You couldn't make it up
You couldn’t make it up. The Express could, perhaps, given its record for libelling people. Here is the essence of their story in today’s paper.
First, the headline: Three Orphans Sell Pets To Pay For Mum’s Funeral.
Got yer pulse racing? It’s right up there on a par with Headless Waiter Found In Topless Bar (New York Post).
The funeral directors insist on having the money upfront. They offered to knock 200 quid off by squeezing the body into a smaller coffin, but the kids refused.
Enough!
What a shame it is that the people who feel duty-bound to spend more than they can afford on a funeral are so often those who can least afford it. No one calls those middle-class, cardboard coffin funerals paupers’ funerals.
Read the whole sorry story here -- if you can bear.
Labels: funeral cost

5 Comments:
Is it just me, rather than, heaven forbid, the Daily Express, or is there a whiff of something not quite right about this? What savvy funeral director would not fall over themselves to make some kind of a gesture in this situation? How clumsy and insensitive do you have to be? As for "squeezing her into a smaller coffin" for £200 quid less? Come on. Perhaps this is a monumentally crass blunder on behalf of a firm unversed in the power of the modern media, or maybe we are being spun by a hostile, defensive right wing agenda? Hmm.
The FD is quoted thus: "As a funeral provider, we have a duty of care to ensure that clients and potential clients are able to meet the costs associated with a funeral service." Interesting definition of a duty of care.
The Express reported the story cruelly. I suppose they reckoned it belonged to the genre of prole porn or something. It's very good to see that the children's local community has taken this seriously. Peterborough United FC, Perkins Engines and all manner of wellwishers have stumped up the cash.
Charles,
Here in the Colonies (and the other 37 states) we have seen the introduction of "car washes" to earn the money needed to put on a "decent" funeral and burial. Sadly, the "decent" part is often expanded by religious rites and rituals, over the course of two days, at least. When you add it all up, it's far more than a simple service conducted with the deceased or family totally in mind.
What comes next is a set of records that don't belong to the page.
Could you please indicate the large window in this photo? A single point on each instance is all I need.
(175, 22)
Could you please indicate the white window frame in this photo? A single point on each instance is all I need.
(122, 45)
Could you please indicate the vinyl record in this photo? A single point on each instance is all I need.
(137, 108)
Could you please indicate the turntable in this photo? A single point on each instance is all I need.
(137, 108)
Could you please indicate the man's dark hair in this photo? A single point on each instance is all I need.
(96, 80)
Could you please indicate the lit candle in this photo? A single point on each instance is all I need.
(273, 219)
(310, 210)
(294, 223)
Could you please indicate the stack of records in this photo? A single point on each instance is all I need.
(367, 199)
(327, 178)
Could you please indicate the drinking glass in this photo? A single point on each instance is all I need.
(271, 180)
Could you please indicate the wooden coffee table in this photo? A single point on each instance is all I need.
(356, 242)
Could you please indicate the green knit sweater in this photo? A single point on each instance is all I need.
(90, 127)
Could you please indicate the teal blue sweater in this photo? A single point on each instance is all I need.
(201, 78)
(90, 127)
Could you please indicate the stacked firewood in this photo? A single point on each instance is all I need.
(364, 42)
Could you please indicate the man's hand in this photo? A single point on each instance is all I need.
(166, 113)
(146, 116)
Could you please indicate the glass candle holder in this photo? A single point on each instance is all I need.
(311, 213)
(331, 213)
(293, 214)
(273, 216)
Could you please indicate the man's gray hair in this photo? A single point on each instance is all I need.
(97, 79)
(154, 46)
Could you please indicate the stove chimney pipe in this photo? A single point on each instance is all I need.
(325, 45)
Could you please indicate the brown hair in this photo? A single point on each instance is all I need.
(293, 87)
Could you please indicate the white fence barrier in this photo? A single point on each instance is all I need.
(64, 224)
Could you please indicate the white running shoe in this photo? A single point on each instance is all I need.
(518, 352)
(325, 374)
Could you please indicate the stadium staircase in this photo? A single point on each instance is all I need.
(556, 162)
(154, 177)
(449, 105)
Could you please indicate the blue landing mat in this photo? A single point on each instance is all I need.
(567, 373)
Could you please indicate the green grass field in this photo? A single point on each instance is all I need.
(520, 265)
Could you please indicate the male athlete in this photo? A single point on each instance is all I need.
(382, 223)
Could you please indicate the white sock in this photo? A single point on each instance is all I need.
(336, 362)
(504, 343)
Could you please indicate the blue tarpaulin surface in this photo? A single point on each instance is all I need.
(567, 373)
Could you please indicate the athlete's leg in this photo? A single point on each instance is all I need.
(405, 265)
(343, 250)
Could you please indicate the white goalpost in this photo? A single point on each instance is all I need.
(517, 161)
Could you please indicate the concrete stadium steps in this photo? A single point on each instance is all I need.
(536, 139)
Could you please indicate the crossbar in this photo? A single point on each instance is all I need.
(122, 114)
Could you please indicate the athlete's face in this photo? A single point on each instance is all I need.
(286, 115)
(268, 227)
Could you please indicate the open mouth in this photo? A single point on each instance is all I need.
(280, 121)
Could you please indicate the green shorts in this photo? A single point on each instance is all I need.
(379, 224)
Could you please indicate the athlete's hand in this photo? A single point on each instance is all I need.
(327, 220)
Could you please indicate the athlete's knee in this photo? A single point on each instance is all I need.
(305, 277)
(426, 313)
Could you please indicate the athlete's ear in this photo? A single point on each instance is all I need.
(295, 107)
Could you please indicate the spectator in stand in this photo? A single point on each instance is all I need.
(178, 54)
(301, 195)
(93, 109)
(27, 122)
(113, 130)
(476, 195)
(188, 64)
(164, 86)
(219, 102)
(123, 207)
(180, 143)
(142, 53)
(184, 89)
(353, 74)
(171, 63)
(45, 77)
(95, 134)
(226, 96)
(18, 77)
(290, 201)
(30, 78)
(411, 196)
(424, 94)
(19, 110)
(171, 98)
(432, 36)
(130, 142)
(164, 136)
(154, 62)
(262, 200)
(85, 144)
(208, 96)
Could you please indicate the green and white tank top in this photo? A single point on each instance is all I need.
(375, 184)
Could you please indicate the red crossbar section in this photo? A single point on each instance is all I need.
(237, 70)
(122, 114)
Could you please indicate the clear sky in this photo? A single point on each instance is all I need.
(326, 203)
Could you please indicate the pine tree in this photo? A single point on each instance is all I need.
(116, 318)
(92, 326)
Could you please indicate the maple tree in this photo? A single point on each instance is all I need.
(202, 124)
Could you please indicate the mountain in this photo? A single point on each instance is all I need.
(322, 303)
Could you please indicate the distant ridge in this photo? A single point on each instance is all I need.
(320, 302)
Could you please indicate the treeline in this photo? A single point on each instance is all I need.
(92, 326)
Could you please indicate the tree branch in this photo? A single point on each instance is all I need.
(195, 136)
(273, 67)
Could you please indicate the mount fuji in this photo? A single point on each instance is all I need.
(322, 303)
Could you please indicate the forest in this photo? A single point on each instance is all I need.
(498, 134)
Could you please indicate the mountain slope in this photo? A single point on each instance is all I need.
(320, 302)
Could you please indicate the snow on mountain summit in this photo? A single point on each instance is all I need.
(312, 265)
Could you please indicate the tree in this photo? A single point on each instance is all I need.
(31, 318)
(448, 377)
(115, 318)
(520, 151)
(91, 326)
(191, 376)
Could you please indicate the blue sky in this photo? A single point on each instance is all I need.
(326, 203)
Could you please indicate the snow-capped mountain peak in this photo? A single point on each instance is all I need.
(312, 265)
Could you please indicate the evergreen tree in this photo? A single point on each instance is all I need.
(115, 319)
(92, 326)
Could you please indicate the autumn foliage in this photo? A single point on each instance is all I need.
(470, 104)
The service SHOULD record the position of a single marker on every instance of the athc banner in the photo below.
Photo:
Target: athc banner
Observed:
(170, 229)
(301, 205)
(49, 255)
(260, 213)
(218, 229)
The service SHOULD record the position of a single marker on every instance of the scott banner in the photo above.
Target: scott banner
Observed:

Fast food restaurants, read that to mean McDonald's, Jack-In-The-Box, Wendy's, etc., eargerly volunteer their parking lot and water tap.
Times are changing!
I read this article with great interest - because we've seen similar stories in the press in the United States. Not selling your pets on E-bay, but raising money for an "appropriate" funeral. What is appropriate? While this UK funeral didn't seem excessive - it seemed basic to me - I've seen families in the U.S. who have had fundraisers for $20,000 funerals. My first thought - is go cheaper, don't have all the bells and whistles, don't go into debt... But, somewhere along the way families have been convinced that doing right by a loved one is paying more money. Funerals don't have to cost a fortune to be meaningful, but I think many families have been sold a bill of goods of the "imaginary best funeral in the world." My least expensive funerals have often been the most meaningful...
Trouble is with some folk - the equation goes 'amount of money spent = show of worth of person'....this goes for funerals as well as Christmas/birthday presents.....show and bling go hand in hand with the very richest and the very poorest members of society.
Clearly the very richest can afford the bling - and the very poorest can't afford the bling they THINK they need - in order to impress the community as to how much they cared........and the chattering classes in-between dig a hole in a wood/field, themselves... use a cardboard coffin decorated with homemade photos/pictures/flower garlands.....carry it to the hole themselves and have a lovely personal - meaningful time and go home having paid pennies.
Funny world we live in....I personally am for the cheap and home-made. That's why I chatter so much I guess!!!!!